Relatively light at just 2 billion parameters, the model is designed for use with consumer-grade GPUs for those who want to self-host it. This design choice has real implications. Smaller models mean lower electricity bills for companies running transcription at scale. They mean businesses uncomfortable sending audio to cloud providers can deploy locally. They mean researchers and smaller firms get access without subscription fees.
Cohere says Transcribe beats models such as Zoom Scribe v1, IBM Granite 4.0 1B, ElevenLabs Scribe v2, and Qwen3-ASR-1.7B Speech on the Hugging Face Open ASR leaderboard, achieving an average word error rate of 5.42%, lower than any other model on the benchmark. The company claims Transcribe had an average win rate of 61% over other models when human evaluators assessed its transcriptions for accuracy, coherence, and usability. Those are substantial claims. Human evaluation matters more than benchmark metrics for real-world work, so the 61% preference rate suggests the model handles the messy reality of actual speech reasonably well.
Cohere says Transcribe can process 525 minutes of audio in a minute, which is high for its class of model. For enterprises running large volumes of meetings, customer calls, or broadcast content, speed directly affects cost.
The caveat
However, the model fell behind its rivals when it had to transcribe Portuguese, German, and Spanish. Cohere made a deliberate trade-off: depth in fewer languages rather than shallow coverage across many. The model currently supports 14 languages: English, French, German, Italian, Spanish, Portuguese, Greek, Dutch, Polish, Chinese, Japanese, Korean, Vietnamese, and Arabic. The choice reflects pragmatism. More languages mean diluted training data and weaker performance overall. By focusing on 14, Cohere optimised for quality in languages with significant commercial demand.
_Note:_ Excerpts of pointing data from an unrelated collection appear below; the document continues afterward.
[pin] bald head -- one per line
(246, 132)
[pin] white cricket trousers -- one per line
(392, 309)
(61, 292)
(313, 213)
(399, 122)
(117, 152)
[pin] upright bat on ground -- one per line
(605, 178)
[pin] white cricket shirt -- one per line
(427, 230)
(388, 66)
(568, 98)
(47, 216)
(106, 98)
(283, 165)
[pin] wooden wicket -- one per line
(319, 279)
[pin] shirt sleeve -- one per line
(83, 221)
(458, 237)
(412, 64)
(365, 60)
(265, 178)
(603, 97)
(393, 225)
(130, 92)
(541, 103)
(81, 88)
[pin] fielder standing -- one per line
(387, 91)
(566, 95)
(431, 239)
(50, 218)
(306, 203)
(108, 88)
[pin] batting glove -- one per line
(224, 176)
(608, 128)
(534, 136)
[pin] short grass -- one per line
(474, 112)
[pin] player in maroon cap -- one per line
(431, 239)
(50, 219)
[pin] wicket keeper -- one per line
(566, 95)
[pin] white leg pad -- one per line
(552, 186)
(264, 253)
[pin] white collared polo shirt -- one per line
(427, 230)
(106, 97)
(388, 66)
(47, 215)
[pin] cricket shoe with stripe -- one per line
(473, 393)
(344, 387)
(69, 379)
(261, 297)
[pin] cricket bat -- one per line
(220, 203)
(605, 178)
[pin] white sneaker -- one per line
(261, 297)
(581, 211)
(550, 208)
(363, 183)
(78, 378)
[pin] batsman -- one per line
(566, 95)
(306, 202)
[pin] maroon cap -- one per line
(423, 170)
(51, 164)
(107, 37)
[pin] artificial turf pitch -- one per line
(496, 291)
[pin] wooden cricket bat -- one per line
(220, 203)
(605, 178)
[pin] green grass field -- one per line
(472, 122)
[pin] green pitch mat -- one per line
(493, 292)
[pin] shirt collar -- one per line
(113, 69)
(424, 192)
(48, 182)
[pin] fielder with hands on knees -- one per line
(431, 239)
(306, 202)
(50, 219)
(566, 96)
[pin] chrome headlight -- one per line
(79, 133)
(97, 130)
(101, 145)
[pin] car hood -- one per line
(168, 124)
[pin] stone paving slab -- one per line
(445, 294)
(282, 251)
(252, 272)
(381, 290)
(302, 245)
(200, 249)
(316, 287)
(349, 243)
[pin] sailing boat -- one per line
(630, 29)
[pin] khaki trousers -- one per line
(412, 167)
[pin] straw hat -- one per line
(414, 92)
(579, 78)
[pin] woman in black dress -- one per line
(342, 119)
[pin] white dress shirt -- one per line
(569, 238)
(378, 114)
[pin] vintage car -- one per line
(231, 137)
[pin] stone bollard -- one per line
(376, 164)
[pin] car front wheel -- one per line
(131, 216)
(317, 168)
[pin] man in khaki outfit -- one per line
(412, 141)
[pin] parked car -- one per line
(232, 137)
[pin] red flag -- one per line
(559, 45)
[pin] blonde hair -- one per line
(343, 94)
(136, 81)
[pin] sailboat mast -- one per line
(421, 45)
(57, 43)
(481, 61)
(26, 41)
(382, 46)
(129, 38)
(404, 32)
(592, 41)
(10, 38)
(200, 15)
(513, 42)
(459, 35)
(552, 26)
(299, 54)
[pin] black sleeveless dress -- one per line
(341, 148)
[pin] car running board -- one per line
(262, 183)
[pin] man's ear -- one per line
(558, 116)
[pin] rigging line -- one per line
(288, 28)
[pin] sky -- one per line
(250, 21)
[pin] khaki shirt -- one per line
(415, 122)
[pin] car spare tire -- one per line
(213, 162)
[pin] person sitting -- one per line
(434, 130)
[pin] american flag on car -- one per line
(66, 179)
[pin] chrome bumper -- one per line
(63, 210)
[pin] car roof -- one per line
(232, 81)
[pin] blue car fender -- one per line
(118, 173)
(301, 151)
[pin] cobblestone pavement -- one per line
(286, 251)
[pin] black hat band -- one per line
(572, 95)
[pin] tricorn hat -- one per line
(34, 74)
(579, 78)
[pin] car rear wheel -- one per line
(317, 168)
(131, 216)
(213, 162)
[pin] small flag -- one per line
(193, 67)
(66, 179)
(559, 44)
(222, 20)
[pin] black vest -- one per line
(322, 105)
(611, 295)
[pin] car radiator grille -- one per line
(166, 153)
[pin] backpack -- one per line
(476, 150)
The company is planning to integrate Transcribe into its enterprise agent orchestration platform, North, and is making the model available through its API for free. The model will also be available on Model Vault, Cohere's managed inference platform. Offering free API access is a classic open-source strategy: attract users on the free tier, monetise through infrastructure and premium deployment services.
Speech recognition models are growing increasingly popular as demand grows for note-taking and dictation apps like Granola and Wispr Flow. The timing is sound. Enterprises want transcription baked into workflows without vendor lock-in. Smaller app builders want accuracy without monthly API bills.
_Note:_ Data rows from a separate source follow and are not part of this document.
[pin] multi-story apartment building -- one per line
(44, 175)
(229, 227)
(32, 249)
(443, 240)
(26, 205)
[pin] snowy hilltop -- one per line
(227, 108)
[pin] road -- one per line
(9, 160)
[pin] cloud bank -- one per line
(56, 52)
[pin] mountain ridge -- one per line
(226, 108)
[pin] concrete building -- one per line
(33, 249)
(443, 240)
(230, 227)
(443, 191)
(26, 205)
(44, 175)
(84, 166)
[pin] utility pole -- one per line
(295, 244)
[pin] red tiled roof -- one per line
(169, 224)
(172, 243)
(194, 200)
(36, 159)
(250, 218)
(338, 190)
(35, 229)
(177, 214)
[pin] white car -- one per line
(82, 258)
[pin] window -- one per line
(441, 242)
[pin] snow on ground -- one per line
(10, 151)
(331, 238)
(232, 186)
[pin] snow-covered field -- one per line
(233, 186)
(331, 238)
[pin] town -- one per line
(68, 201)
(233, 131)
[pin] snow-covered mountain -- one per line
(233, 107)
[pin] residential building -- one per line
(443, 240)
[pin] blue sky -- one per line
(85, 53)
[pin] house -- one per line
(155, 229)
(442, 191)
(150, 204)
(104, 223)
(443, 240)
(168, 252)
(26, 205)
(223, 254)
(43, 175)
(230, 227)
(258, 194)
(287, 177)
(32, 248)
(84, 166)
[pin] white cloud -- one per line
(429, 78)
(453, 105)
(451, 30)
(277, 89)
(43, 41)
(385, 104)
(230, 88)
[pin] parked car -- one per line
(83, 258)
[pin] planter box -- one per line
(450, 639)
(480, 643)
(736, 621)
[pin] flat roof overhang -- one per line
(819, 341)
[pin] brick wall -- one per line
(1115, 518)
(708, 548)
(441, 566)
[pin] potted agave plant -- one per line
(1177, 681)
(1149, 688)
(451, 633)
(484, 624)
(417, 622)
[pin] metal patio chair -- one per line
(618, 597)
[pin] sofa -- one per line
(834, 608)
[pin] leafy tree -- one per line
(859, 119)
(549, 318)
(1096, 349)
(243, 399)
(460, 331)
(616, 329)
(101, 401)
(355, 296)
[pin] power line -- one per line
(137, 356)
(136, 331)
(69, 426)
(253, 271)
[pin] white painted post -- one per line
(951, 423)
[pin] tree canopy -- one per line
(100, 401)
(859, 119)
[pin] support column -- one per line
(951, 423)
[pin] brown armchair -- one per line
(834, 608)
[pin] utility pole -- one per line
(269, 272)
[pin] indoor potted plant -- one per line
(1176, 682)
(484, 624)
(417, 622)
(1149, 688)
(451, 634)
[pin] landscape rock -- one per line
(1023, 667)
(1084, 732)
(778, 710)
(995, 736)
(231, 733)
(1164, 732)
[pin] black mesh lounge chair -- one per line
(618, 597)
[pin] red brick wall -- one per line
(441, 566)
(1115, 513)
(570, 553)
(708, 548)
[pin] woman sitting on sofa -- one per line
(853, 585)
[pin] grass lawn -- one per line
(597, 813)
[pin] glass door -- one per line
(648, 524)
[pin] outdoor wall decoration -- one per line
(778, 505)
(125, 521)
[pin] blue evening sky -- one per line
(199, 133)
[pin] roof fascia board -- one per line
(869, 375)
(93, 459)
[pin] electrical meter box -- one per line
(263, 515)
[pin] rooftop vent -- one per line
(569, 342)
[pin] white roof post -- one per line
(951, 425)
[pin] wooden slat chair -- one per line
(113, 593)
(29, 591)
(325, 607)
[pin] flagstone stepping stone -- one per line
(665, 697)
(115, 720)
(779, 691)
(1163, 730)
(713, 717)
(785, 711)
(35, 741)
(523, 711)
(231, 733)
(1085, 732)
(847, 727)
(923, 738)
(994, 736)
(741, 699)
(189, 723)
Cohere's approach inverts the logic that dominated AI development for years. Bigger was presumed better. More parameters meant more capability. Transcribe succeeds by being disciplined about scope, focused on deployment practicality, and transparent about trade-offs. In a market where OpenAI's Whisper and proprietary services from ElevenLabs and Deepgram dominate, an honest, lean, open-source alternative matters. Whether it persuades enterprises already locked into established vendors remains another question.